Lysophosphatidylcholine (LPC) is one of the major lysophospholipids mainly generated by phospholipase A2 (PLA2)-mediated hydrolysis of phosphatidylcholine (PC). We previously found that LPC displays neurotrophin-like activity in the rat pheochromocytoma PC12 cells and in cerebellar granule neurons, but the molecular mechanism remains unclear. We report here that LPC specifically enhances nerve growth factor (NGF)-induced signals in PC12 cells. When PC12 cells were treated with NGF, MAPK was phosphorylated, but this phosphorylation was significantly elevated when LPC was added together.

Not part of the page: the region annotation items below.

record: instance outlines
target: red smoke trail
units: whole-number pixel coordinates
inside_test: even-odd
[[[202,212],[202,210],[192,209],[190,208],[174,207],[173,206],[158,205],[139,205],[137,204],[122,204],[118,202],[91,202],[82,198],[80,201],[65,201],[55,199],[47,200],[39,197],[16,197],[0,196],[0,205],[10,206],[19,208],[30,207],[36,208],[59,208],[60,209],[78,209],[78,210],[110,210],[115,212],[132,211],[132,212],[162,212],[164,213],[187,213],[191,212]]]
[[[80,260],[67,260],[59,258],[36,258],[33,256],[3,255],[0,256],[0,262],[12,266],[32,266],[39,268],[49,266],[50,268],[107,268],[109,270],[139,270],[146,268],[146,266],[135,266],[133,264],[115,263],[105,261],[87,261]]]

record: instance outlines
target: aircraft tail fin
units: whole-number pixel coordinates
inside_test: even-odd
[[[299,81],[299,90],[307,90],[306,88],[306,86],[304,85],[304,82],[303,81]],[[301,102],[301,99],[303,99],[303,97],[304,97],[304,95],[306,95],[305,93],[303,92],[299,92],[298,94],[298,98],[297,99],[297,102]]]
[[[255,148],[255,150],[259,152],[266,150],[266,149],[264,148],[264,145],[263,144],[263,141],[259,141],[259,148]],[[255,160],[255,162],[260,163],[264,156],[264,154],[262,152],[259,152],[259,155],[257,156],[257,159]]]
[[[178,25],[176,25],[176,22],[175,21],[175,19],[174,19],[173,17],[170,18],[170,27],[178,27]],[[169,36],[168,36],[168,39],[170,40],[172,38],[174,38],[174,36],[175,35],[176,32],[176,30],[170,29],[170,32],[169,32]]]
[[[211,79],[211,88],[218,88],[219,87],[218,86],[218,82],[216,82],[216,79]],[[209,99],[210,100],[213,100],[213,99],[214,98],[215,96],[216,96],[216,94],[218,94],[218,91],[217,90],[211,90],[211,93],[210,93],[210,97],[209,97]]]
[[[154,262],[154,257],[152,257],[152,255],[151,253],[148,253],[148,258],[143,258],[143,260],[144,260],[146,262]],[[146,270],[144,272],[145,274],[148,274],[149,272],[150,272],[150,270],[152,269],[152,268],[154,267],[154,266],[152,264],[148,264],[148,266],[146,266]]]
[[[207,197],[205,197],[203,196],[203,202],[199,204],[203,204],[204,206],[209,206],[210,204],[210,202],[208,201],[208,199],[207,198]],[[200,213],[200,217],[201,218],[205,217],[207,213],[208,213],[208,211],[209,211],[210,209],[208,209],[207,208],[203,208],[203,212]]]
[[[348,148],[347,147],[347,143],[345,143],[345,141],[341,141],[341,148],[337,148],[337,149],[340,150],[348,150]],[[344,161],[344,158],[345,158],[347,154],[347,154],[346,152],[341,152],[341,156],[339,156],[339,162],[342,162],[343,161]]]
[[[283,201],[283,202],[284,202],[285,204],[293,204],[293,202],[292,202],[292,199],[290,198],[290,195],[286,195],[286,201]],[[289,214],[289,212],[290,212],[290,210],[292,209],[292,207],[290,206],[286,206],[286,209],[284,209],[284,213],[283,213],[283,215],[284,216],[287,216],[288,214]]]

In accordance, NGF-induced expression of immediate early genes, c-fos and NGF-IA, was upregulated by LPC. Phosphorylation of the upstream components, MEK and NGF receptor TrkA, was also promoted by LPC, which was in line with increased phosphorylation of Akt. In contrast, LPC did not enhance epidermal growth factor (EGF)-, basic fibroblast growth factor-, or insulin-like growth factor-1-induced signals. Studies using TrkA/EGF receptor chimeras demonstrated that the extracellular domain, but not the transmembrane or intracellular domains, of TrkA is responsible for the effect of LPC. Exogenously-added secretory PLA2 (sPLA2) enhanced NGF-induced MAPK phosphorylation at a comparable level to LPC, suggesting that LPC generated in situ by sPLA2-mediated hydrolysis of membrane PC stimulated NGF-TrkA signal. Taken together, these results indicate a specific role and function of LPC on NGF-TrkA signaling pathway.